Geoffrey Neil Leech FBA (16 January 1936 – 19 August 2014) was a specialist in English language and linguistics. He was the author, co-author or editor of over 30 books and over 120 published papers. His main academic interests were English grammar, corpus linguistics, stylistics, pragmatics and semantics.

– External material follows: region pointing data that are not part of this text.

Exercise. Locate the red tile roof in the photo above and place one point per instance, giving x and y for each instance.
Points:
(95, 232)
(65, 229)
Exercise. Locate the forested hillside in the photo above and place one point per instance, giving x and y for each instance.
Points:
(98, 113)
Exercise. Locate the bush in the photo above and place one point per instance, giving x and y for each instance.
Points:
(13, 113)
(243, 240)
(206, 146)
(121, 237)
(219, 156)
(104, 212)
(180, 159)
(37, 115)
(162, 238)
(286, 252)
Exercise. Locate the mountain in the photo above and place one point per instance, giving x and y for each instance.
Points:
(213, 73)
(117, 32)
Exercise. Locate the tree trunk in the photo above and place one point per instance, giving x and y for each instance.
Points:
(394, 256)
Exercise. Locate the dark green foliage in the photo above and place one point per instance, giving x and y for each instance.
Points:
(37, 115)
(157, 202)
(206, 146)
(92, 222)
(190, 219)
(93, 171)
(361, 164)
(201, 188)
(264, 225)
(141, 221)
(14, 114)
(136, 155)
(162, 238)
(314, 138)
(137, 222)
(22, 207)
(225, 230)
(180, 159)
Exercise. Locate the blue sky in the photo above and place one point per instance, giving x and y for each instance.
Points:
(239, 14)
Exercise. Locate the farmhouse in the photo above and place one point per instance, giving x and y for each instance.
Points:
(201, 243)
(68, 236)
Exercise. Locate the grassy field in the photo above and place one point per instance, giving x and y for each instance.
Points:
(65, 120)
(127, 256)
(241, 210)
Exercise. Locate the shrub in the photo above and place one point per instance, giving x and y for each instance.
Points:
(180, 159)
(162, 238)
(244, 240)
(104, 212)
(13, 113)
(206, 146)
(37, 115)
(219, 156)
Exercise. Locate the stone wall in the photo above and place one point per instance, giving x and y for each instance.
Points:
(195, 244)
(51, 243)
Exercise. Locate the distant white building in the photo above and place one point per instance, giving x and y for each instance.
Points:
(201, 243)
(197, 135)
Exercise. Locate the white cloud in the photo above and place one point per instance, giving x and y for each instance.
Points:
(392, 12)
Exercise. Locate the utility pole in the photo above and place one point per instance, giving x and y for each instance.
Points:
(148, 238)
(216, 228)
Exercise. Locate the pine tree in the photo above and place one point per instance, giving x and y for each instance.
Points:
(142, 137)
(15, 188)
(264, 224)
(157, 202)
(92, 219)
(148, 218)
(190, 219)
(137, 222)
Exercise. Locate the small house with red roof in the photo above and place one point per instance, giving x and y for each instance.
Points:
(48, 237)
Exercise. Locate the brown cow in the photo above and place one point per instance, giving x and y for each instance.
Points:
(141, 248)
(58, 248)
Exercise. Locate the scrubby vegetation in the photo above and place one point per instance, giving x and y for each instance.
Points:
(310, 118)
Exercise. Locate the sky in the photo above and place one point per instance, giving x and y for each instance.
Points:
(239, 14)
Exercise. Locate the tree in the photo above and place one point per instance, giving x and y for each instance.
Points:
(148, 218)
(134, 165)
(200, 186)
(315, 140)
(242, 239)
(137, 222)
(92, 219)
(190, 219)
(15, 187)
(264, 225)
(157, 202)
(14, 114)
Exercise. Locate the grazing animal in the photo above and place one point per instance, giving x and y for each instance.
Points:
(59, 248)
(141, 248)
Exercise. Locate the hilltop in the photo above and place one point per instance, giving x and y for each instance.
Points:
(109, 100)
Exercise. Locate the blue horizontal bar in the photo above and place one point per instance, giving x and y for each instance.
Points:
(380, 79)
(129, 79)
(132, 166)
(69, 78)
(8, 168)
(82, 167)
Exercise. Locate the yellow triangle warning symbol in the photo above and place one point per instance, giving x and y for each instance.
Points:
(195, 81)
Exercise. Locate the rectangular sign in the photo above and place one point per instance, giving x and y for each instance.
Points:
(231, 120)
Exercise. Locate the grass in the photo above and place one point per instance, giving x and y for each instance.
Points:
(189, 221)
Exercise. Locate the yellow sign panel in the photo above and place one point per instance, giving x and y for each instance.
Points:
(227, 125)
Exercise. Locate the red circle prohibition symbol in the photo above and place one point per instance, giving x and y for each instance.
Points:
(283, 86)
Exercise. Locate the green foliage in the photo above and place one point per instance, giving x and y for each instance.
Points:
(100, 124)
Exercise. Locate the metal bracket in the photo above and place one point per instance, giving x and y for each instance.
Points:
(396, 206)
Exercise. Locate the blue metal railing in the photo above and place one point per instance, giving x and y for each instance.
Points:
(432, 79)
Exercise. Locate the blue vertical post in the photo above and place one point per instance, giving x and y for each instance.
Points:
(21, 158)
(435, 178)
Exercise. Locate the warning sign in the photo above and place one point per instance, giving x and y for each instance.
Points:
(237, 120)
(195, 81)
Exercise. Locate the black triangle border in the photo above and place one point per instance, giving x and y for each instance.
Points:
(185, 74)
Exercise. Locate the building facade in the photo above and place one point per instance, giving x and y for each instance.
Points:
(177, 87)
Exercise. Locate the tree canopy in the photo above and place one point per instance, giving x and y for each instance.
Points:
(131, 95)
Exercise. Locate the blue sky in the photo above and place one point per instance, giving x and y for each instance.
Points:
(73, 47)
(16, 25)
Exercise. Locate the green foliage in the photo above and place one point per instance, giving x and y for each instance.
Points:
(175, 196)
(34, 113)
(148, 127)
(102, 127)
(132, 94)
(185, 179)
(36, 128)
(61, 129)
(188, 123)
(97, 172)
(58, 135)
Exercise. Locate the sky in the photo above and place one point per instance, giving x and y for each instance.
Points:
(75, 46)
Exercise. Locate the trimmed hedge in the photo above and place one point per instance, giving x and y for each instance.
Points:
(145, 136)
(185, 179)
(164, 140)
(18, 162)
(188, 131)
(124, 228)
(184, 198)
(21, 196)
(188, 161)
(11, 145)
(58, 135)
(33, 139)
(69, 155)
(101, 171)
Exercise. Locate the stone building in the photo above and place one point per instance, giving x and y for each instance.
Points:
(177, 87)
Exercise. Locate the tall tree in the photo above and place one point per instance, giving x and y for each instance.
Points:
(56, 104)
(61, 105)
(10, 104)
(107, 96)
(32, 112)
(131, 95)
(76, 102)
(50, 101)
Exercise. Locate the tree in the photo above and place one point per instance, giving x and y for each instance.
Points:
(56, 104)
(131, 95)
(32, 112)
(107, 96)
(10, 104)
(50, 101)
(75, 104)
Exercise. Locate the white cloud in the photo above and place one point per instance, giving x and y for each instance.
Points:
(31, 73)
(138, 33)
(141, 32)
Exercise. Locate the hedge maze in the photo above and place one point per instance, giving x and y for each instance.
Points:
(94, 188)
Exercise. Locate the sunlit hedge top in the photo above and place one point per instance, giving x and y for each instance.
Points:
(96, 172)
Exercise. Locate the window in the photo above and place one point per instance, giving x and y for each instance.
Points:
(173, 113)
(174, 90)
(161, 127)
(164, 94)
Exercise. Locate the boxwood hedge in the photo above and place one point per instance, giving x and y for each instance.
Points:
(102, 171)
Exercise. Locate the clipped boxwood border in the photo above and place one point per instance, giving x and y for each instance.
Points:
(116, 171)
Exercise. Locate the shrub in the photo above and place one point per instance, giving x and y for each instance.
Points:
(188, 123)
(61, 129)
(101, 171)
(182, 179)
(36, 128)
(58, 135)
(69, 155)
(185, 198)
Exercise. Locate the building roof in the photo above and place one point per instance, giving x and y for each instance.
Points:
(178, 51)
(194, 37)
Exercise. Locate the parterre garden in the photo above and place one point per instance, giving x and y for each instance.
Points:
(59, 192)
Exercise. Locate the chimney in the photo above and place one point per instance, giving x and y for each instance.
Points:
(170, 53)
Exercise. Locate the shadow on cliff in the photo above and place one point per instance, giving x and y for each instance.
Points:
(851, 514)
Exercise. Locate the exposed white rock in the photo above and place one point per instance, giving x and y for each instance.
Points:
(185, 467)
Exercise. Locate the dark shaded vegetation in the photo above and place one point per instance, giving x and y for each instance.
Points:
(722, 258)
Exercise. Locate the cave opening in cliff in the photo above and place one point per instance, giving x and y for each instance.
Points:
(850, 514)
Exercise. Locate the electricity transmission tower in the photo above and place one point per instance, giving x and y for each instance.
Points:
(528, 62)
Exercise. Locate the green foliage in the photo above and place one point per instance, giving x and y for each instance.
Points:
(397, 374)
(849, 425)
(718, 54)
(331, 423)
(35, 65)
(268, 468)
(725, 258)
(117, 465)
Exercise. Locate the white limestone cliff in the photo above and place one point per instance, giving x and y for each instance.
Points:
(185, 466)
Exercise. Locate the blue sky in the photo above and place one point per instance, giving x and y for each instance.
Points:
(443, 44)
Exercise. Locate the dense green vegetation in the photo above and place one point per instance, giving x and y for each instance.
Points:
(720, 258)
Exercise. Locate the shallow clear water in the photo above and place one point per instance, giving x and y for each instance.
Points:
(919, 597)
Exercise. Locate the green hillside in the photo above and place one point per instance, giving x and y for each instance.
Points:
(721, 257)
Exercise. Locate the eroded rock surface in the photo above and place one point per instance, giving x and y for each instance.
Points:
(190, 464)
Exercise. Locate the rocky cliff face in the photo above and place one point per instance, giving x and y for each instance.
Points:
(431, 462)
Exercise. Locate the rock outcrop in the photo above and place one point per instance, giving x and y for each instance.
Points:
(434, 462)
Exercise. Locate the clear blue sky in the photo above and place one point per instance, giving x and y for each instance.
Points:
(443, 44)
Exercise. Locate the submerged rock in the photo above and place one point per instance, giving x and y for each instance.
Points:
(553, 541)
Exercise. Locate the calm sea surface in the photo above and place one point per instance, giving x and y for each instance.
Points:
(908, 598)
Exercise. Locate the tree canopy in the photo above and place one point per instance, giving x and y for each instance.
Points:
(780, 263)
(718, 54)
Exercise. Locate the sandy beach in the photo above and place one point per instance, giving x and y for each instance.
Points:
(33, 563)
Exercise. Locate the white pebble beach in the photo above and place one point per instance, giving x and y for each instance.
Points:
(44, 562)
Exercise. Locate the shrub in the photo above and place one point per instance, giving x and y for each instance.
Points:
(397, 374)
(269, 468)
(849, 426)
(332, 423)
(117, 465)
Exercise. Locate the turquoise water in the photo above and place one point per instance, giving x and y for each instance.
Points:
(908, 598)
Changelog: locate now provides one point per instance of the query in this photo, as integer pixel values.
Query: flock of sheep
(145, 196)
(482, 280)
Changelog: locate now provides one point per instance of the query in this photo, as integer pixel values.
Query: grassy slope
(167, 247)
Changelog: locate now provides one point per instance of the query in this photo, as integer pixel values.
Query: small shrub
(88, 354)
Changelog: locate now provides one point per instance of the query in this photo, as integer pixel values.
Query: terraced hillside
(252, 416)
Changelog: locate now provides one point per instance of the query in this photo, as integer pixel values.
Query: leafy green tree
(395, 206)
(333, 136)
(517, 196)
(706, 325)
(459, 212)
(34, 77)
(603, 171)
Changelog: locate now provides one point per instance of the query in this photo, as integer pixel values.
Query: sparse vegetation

Leech was born in Gloucester, England on 16 January 1936. He was educated at Tewkesbury Grammar School, Gloucestershire, and at University College London (UCL), where he was awarded a BA (1959) and PhD (1968). He began his teaching career at UCL, where he was influenced by Randolph Quirk and Michael Halliday as senior colleagues. He spent 1964-5 as a Harkness Fellow at the Massachusetts Institute of Technology, Cambridge MA. In 1969 Leech moved to Lancaster University, UK, where he was Professor of English Linguistics from 1974 to 2001. In 2002 he became Emeritus Professor in the Department of Linguistics and English Language, Lancaster University. He was a Fellow of the British Academy, an Honorary Fellow of UCL and of Lancaster University, a Member of the Academia Europaea and the Norwegian Academy of Science and Letters, and an honorary doctor of three universities, most recently of Charles University, Prague (2012). He died in Lancaster, England on 19 August 2014.

Leech's most important research contributions are the following:

Leech contributed to three team projects resulting in large-scale descriptive reference grammars of English, all published as lengthy single-volume works: A Grammar of Contemporary English (with Randolph Quirk, Sidney Greenbaum and Jan Svartvik, 1972); A Comprehensive Grammar of the English Language (with Randolph Quirk, Sidney Greenbaum and Jan Svartvik, 1985); and the Longman Grammar of Spoken and Written English (LGSWE) (with Douglas Biber, Stig Johansson, Susan Conrad and Edward Finegan, 1999). These grammars have been broadly regarded as providing an authoritative "standard" account of English grammar, although the rather traditional framework employed has also been criticised — e.g. by Huddleston and Pullum (2002) in their Cambridge Grammar of the English Language.